After he had listened for a minute and a half, he was gripped by a
devilish doubt. Perhaps he had dragged the two English policemen to the
wastes of a nocturnal heath on an errand no saner than seeking figs on
its thistles. For the two priests were talking exactly like priests,
piously, with learning and leisure, about the most aerial enigmas of
theology. The little Essex priest spoke the more simply, with his round
face turned to the strengthening stars; the other talked with his
head bowed, as if he were not even worthy to look at them. But no more
innocently clerical conversation could have been heard in any white
Italian cloister or black Spanish cathedral.

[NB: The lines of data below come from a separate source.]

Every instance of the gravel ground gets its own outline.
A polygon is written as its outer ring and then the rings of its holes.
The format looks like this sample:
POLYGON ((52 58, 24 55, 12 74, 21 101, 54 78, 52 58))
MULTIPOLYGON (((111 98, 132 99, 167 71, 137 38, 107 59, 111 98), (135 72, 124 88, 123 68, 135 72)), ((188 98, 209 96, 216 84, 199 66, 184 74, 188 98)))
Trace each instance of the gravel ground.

The first he heard was the tail of one of Father Brown's sentences,
which ended: "... what they really meant in the Middle Ages by the
heavens being incorruptible."
The taller priest nodded his bowed head and said:
"Ah, yes, these modern infidels appeal to their reason; but who can
look at those millions of worlds and not feel that there may well be
wonderful universes above us where reason is utterly unreasonable?"
"No," said the other priest; "reason is always reasonable, even in the
last limbo, in the lost borderland of things. I know that people charge
the Church with lowering reason, but it is just the other way. Alone
on earth, the Church makes reason really supreme. Alone on earth, the
Church affirms that God himself is bound by reason."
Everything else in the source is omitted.